ALBA Synchrotron
The Instituto de Tecnología Química (CSIC-UPV) leads a work that describes a new method for the industrial purification of ethylene, one of the largest chemical processes in the world and the basis for a multitude of chemical products in our daily lives. Experiments carried out at NOTOS beamline of ALBA contribute to the results.
Ethylene is the first organic compound produced worldwide - nearly 100 million tons per year -, and is the basis for a multitude of chemical products used in our daily lives such as polyethylene. Bags, toys or kitchen wrapping film are made of polyethylene. To obtain it, is necessary to purify ethylene using a catalyst.
A research group led by the Instituto de Tecnología Química (CSIC-UPV), has patented a new catalyst to purify ethylene that allows better control the temperature range of the reaction and stops any secondary reaction, allowing the industrial process to be carried out in a safer and more efficient way. The work is published in the journal Nature Catalysis.
Ethylene purification requires a catalyst, a substance that favors the process. "Currently, the catalyst to purify ethylene consists of a complicated mixture of precious metals such as palladium, which results in a poorly defined material", explains Antonio Leyva Pérez, scientist at the ITQ who leads the study.

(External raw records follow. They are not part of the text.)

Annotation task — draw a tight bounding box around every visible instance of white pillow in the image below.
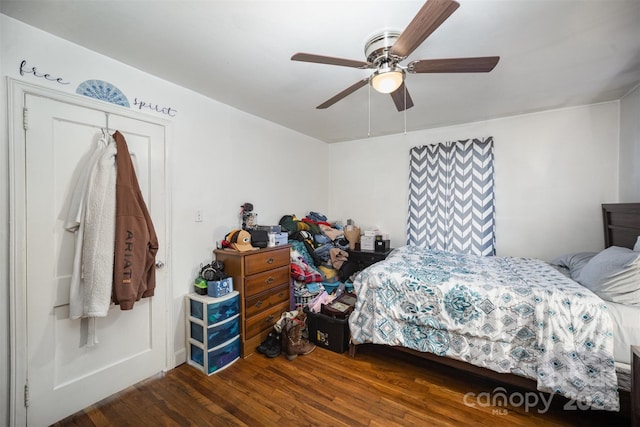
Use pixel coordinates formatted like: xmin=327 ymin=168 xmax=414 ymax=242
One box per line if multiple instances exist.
xmin=634 ymin=236 xmax=640 ymax=252
xmin=551 ymin=252 xmax=597 ymax=280
xmin=576 ymin=246 xmax=640 ymax=306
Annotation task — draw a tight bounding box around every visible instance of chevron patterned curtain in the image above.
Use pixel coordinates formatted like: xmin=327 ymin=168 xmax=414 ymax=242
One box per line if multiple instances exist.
xmin=407 ymin=137 xmax=495 ymax=256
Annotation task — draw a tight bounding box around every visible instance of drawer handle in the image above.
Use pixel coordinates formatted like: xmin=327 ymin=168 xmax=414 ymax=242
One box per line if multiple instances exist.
xmin=265 ymin=315 xmax=274 ymax=323
xmin=266 ymin=257 xmax=274 ymax=264
xmin=277 ymin=292 xmax=285 ymax=298
xmin=255 ymin=300 xmax=263 ymax=307
xmin=265 ymin=277 xmax=274 ymax=285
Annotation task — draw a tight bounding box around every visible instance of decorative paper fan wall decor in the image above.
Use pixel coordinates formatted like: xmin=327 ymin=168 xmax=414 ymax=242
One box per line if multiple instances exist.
xmin=76 ymin=80 xmax=130 ymax=107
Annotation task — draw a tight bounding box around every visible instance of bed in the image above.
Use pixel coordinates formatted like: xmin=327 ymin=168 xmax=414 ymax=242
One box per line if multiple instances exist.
xmin=349 ymin=203 xmax=640 ymax=418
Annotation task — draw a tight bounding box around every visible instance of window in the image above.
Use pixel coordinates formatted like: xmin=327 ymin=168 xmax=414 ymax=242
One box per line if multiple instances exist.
xmin=407 ymin=137 xmax=495 ymax=256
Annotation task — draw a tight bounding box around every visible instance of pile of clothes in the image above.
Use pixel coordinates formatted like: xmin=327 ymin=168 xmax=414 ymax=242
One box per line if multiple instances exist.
xmin=279 ymin=212 xmax=358 ymax=305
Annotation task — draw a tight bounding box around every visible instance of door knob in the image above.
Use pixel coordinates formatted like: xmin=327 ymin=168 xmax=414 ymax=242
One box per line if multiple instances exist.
xmin=155 ymin=260 xmax=165 ymax=269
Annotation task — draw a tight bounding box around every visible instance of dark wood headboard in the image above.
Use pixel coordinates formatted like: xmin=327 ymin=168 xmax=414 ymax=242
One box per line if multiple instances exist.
xmin=602 ymin=203 xmax=640 ymax=249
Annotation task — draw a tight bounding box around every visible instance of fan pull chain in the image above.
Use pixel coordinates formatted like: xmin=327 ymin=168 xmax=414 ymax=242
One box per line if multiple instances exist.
xmin=403 ymin=85 xmax=407 ymax=135
xmin=367 ymin=84 xmax=371 ymax=137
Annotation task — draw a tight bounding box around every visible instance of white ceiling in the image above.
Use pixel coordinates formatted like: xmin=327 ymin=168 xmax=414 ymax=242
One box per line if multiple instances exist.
xmin=2 ymin=0 xmax=640 ymax=143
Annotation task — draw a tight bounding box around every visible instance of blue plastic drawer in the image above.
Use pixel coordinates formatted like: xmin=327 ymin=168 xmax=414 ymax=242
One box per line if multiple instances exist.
xmin=207 ymin=336 xmax=240 ymax=374
xmin=189 ymin=336 xmax=240 ymax=375
xmin=189 ymin=291 xmax=239 ymax=325
xmin=207 ymin=294 xmax=239 ymax=325
xmin=190 ymin=344 xmax=205 ymax=367
xmin=190 ymin=314 xmax=240 ymax=349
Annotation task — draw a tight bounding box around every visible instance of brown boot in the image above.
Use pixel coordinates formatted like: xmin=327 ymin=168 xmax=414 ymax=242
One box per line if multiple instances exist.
xmin=282 ymin=317 xmax=316 ymax=361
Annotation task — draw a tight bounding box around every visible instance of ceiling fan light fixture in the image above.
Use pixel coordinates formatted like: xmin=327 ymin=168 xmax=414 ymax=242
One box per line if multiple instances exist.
xmin=291 ymin=1 xmax=499 ymax=111
xmin=371 ymin=65 xmax=405 ymax=94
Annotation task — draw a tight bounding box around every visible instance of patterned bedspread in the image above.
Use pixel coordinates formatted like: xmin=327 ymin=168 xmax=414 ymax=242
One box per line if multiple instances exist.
xmin=349 ymin=245 xmax=619 ymax=410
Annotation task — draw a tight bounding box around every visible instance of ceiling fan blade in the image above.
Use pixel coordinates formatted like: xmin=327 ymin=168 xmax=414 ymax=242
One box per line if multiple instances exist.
xmin=390 ymin=83 xmax=414 ymax=111
xmin=317 ymin=78 xmax=369 ymax=109
xmin=390 ymin=0 xmax=460 ymax=58
xmin=291 ymin=52 xmax=371 ymax=69
xmin=408 ymin=56 xmax=500 ymax=73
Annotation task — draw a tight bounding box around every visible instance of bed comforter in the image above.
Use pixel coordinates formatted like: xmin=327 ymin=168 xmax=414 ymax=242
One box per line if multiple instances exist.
xmin=349 ymin=245 xmax=619 ymax=410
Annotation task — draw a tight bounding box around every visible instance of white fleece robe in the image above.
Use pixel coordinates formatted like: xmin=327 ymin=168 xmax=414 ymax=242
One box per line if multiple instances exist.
xmin=65 ymin=137 xmax=107 ymax=320
xmin=82 ymin=137 xmax=117 ymax=318
xmin=65 ymin=135 xmax=117 ymax=345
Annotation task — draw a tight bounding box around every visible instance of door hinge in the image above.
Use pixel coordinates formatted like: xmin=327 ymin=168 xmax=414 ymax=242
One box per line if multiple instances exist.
xmin=23 ymin=107 xmax=29 ymax=131
xmin=24 ymin=383 xmax=30 ymax=408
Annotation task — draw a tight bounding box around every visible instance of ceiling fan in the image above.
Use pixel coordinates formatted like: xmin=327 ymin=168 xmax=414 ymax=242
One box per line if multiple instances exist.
xmin=291 ymin=0 xmax=499 ymax=111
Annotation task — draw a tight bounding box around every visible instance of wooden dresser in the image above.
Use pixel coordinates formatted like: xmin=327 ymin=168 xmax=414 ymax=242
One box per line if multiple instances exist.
xmin=214 ymin=245 xmax=291 ymax=358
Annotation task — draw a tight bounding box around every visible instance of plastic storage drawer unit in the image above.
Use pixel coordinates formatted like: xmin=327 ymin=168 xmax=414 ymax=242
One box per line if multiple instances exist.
xmin=186 ymin=292 xmax=241 ymax=375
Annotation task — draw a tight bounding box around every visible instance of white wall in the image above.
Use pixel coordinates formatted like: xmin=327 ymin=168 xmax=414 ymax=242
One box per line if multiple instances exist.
xmin=619 ymin=84 xmax=640 ymax=201
xmin=328 ymin=102 xmax=620 ymax=261
xmin=0 ymin=15 xmax=329 ymax=424
xmin=0 ymin=13 xmax=8 ymax=427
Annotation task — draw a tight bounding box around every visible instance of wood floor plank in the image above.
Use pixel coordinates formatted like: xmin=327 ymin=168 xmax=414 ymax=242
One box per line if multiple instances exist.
xmin=172 ymin=375 xmax=252 ymax=425
xmin=53 ymin=343 xmax=631 ymax=427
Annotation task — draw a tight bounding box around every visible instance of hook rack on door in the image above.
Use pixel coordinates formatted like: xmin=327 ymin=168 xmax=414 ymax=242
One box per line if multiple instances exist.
xmin=101 ymin=112 xmax=111 ymax=138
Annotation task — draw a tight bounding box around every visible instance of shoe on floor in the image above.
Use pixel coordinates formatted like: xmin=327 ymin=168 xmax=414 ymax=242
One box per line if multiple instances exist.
xmin=282 ymin=317 xmax=316 ymax=361
xmin=265 ymin=338 xmax=281 ymax=358
xmin=257 ymin=331 xmax=279 ymax=355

In this project, researchers have developed a well-defined palladium catalyst, inserted in a solid metal-organic framework (MOF). The new catalyst carries out the entire purification process on a single palladium atom linked to another single gold atom, which modifies the activity of the palladium to make it more efficient and selective and thus be able to work in a temperature range of almost 100ºC, instead of the 50ºC range for current catalysts. Furthermore, due to the small pore size of the MOF, unwanted acetylene polymerization processes are controlled.
To unveil the oxidation states of palladium and gold in the MOF, researchers use the NOTOS beamline of ALBA. In particular, X-ray adsorption spectroscopy techniques were carried out and synchrotron light enable to obtain key data for their studies.
These results may have a great industrial impact, since ethylene purification is the second largest reaction worldwide in organic chemistry: bags of all types, containers, pipes... are made of polyethylene, which accounts for about 15% of the almost 400 million tons of plastics produced in 2021.
According to Leyva, "the new catalyst could be used in industrial plants for the purification of ethylene once the scale-up of the synthesis of the material is developed". If this material is too expensive on a kilogram scale (palladium is more expensive than gold), "there are alternatives to prepare the active center of the new catalytic material in other cheaper materials".
The project lead by the ITQ is a collaboration among the Instituto de Ciencia Molecular (ICMOL) from the Universitat de València, the Universidad de Cádiz, the Universitá della Calabria and the ALBA Synchrotron. The new catalyst has been patented by its inventors through a patent that describes the synthesis of the new MOF material and its excellent catalytic activity in the hydrogenation reaction of acetylene in ethylene streams. The co-ownership of this patent corresponds to the CSIC, the UPV and the UV, in an example of collaboration between different research institutions.